# Where to find/buy lead or tin for do-it molds



## Fishforfood (Apr 22, 2008)

I just recently got a do-it mold to make some jigs. Where can I buy some lead or tin for the molds locally? Thanks for the help


----------



## yammohamma (Sep 8, 2008)

Plumbers and Dentists are the two places that come to mind to me to find lead.

OH, and also tire stores from some of the older places. Maybe truck tires.

Also, tin is roughly 60% the wieght of lead per unit so if you intend to use tin remember that your molds won't produce the same size wieght.

Also, if I'm not mistaken, lead is softer which will cause less scratching on your boat.


----------



## fishprintingfool (Sep 30, 2007)

I realize it isn't "local" per se, but I used to buy lead off Ebay all the time. Folks would put 10 1# ingots into one of those USPS flat rate envelopes and mail it. I would at least check it out to help you price it out. Just a thought...



Cheers,



Mike


----------



## true-king (Oct 2, 2007)

I need to buy some too. I've been doing it the cheap way; melting down old bank and egg sinkers and pouring those.


----------



## Downtime2 (Sep 27, 2007)

I've got 5 old lead downrigger balls I'll let go for 10 bucks apiece if anyone wants them.....


----------



## feelin' wright (Oct 7, 2007)

We have always went to tire stores to get our lead. Just make sure that if you use wheel weights that you will need to cut off the clip that holds the weight to the rim because that is not lead and does not melt until it reaches a higher temp. Everytime I have tried to use the clips I have had it plug up the hole in the mold which makes a mess. Hope this helps


----------



## Nathan (Oct 13, 2007)

Just leave the clips on the wheel weights. Once the lead gets up to temp. slag the surface with a spoon or ladle. The clips are steel and lighter than the lead. Once the lead is melted the clips float to the top. 



Nathan


----------



## fishinstevez (Oct 26, 2008)

i go to aplumber supply and buy a 5 lb ingot melt it with a torch into a ladel


----------



## Sharker (Aug 6, 2008)

You can use a small magnet with a handle to fish out the steel clips, works very well.

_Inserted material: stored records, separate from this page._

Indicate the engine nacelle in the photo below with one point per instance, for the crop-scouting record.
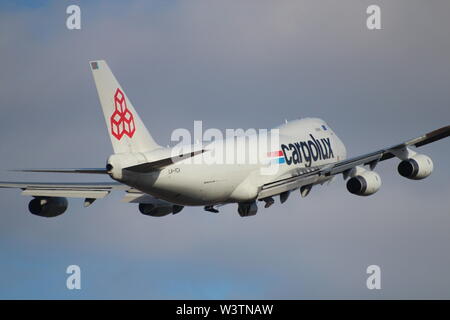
(364, 184)
(48, 207)
(417, 167)
(155, 210)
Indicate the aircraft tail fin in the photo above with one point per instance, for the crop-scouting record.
(126, 130)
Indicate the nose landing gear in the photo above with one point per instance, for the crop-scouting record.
(246, 209)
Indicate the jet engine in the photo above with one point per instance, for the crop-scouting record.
(364, 184)
(417, 167)
(48, 207)
(155, 210)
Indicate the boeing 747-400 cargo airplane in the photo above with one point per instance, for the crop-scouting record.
(163, 181)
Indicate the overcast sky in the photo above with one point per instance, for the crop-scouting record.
(231, 64)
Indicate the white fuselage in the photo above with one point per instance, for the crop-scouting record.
(302, 144)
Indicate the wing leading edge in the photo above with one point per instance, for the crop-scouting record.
(310, 175)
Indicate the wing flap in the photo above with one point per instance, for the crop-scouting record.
(93, 194)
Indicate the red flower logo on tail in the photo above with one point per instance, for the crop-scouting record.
(122, 120)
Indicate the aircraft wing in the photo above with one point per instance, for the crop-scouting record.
(309, 175)
(67, 190)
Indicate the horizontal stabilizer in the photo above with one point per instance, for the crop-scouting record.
(158, 164)
(76, 170)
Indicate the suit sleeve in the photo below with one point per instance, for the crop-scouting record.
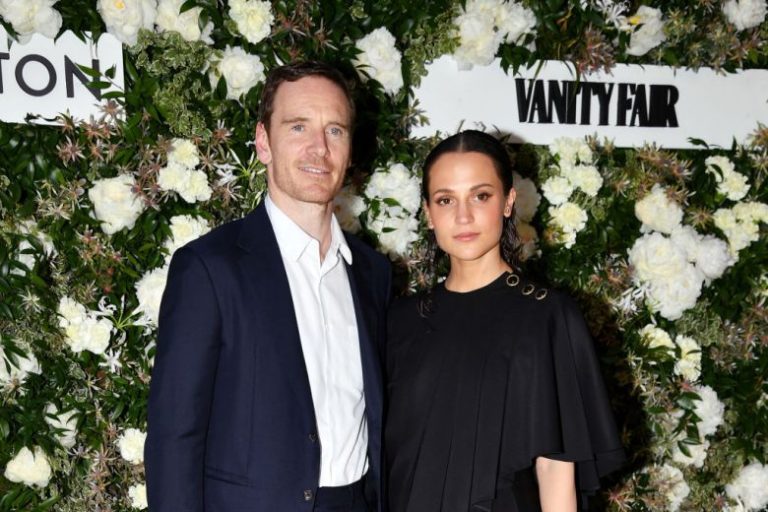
(182, 387)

If you heat the lead to the point where it melts the steel the lead will have so little viscosity that it will leak out of the mold.


----------



## John B. (Oct 2, 2007)

another place i would check would be a boat salvage yard or something, you can get more lead than you would ever need out of 1 sailboat.


----------



## badazzchef (Oct 1, 2007)

I have a Lee's smelter, about 60lbs of lead and a do it mold along with hooks for mold, lure making stuff like feathers, skirts, eyes, about $500.00 worth of stuff I will trade for coins or sale for $150.00


----------



## FOODDUDE (Oct 3, 2007)

I have about 1/3 of a 5 gallon bucket of tire weights that you are welcome to have if you will make me a few jigs or sinkers . Just send me a pm .


----------



## kmac (Jan 8, 2009)

i have about 60 lbs of lead 35.00 firm pensacola area send me pm


----------